Association of microRNA-93, 190, 200b and receptor status in core biopsies from stage III breast cancer patients.

Agnieszka Kolacinska1, Jan Morawiec, Zofia Pawlowska, Janusz Szemraj, Bożena Szymanska, Beata Malachowska, Zbigniew Morawiec, Alina Morawiec-Sztandera, Lukasz Pakula, Robert Kubiak, Izabela Zawlik.   

Abstract

Oncologists now favor more personalized treatment strategies in breast cancer patients. Gene expression analysis has been widely used, but less is known about epigenetic factors, for example, microRNAs (miRNAs).

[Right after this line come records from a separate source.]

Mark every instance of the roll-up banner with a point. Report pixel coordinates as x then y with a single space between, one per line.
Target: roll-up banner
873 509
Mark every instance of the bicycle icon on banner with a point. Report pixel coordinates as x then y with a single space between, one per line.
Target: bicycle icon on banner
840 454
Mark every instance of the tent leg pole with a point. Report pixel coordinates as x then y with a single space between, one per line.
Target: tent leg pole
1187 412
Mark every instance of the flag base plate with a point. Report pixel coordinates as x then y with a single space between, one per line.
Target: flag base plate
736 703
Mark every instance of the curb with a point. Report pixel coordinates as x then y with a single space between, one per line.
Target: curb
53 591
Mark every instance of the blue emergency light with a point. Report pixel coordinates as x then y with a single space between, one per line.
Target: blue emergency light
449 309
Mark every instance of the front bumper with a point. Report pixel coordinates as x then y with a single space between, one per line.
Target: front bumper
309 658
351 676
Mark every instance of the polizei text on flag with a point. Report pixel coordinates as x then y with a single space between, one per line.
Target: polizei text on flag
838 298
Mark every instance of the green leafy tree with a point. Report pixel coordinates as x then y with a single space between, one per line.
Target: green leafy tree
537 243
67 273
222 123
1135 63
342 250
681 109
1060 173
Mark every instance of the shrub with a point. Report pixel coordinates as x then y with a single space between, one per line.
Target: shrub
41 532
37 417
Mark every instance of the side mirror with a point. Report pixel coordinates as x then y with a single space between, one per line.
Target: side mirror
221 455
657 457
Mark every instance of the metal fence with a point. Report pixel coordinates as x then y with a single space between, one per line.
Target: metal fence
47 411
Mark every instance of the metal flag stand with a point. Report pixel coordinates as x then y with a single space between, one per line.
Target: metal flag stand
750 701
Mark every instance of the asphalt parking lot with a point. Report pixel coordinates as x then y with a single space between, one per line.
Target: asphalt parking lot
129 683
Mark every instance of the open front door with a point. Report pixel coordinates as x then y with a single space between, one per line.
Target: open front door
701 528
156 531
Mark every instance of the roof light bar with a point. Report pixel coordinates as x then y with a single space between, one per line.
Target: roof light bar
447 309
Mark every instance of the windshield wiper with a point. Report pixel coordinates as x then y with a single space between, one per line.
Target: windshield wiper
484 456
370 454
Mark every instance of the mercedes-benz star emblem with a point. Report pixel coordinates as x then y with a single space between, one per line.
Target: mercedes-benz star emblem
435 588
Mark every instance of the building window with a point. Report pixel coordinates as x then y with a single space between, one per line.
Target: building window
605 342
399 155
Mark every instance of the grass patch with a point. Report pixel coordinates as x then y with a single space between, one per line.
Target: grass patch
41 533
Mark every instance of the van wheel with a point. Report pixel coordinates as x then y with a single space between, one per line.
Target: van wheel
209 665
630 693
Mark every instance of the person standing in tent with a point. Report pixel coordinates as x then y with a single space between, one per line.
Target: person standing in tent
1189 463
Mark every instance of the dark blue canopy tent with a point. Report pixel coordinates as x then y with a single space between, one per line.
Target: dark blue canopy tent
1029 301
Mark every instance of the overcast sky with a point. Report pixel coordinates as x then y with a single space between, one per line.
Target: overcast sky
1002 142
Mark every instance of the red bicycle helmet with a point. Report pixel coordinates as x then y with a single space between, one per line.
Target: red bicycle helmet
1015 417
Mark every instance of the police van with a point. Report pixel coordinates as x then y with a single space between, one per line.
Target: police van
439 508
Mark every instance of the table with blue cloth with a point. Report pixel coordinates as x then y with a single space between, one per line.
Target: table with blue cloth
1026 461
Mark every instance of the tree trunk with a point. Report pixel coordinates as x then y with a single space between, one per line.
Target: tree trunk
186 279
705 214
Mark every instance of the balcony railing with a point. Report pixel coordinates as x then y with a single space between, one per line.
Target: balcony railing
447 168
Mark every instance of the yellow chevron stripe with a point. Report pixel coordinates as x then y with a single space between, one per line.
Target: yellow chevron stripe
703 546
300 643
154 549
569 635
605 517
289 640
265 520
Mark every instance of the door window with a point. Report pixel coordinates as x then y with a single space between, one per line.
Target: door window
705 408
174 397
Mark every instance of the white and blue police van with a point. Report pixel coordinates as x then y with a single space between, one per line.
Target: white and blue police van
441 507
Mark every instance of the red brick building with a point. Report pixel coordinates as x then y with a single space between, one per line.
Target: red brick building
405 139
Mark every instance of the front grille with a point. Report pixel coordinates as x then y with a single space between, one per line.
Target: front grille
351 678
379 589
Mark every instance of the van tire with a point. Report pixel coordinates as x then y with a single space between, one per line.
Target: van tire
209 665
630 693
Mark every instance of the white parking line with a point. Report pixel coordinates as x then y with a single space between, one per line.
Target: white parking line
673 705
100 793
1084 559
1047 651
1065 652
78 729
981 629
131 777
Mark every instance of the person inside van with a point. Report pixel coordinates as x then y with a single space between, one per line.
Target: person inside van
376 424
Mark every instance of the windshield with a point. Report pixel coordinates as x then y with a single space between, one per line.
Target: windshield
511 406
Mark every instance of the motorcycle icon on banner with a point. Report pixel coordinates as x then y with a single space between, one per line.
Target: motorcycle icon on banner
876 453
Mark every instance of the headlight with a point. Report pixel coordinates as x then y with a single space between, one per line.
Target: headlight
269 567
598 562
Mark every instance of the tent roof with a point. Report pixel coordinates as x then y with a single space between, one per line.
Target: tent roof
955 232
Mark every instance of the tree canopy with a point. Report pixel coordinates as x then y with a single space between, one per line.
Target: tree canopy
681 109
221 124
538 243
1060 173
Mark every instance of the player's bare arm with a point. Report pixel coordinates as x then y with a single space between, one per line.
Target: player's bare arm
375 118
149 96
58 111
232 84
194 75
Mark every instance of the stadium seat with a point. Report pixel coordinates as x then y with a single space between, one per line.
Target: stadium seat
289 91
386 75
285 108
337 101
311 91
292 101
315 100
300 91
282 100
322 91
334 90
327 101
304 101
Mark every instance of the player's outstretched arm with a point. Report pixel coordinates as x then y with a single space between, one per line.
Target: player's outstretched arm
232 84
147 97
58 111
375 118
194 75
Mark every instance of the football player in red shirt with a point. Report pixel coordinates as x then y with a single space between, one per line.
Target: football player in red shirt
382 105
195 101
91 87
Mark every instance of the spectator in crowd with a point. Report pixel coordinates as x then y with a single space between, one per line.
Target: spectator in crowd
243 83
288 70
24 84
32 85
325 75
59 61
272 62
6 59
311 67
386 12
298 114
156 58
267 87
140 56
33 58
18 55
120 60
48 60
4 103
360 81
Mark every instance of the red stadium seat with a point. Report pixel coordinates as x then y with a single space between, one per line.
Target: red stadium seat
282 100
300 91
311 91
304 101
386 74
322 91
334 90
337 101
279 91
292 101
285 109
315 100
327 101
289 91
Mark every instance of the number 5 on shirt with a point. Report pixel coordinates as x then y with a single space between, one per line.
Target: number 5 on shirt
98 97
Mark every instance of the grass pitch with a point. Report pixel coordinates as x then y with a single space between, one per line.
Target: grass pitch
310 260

The aim of this study was to determine the relationship between selected miRNAs and receptor status in core biopsies sampled before preoperative chemotherapy in stage III locally advanced breast cancer (LABC) patients. In 37 LABC core biopsies, three miRNAs per sample were analyzed: hsa-miR-93-5p, hsa-miR-190a, and hsa-miR-200b-3p, and hsa-miR-103a-3p as an endogenous control (TaqMan(®) RT-PCR; Applied Biosystems). Receptor status was determined by a dedicated pathologist. The Mann-Whitney U, Shapiro-Wilk, and Levene's tests were used to compare related samples. Levels of miRNA-93 differed significantly in core biopsies of LABC patients with different expressions of ER (estrogen receptor) and PR (progesterone receptor). Higher levels of miRNA-93 were found in ER-negative (p=0.0027) and PR-negative patients (p=0.0185). Levels of miRNA-190 and 200b did not differ significantly in core biopsies of LABC patients who expressed ER and PR differently (p=0.7727, p=0.9434, p=0.6213, and p=0.1717). Levels of miRNA-93, 190, and 200b were not significantly different in core biopsies of LABC patients with different HER2 (human epidermal growth factor 2) expressions (p=0.8013, p=0.2609, and p=0.3222). The assessment of core biopsy miRNA profiles and receptor-based subtypes may identify new signaling pathways for improved breast cancer classification.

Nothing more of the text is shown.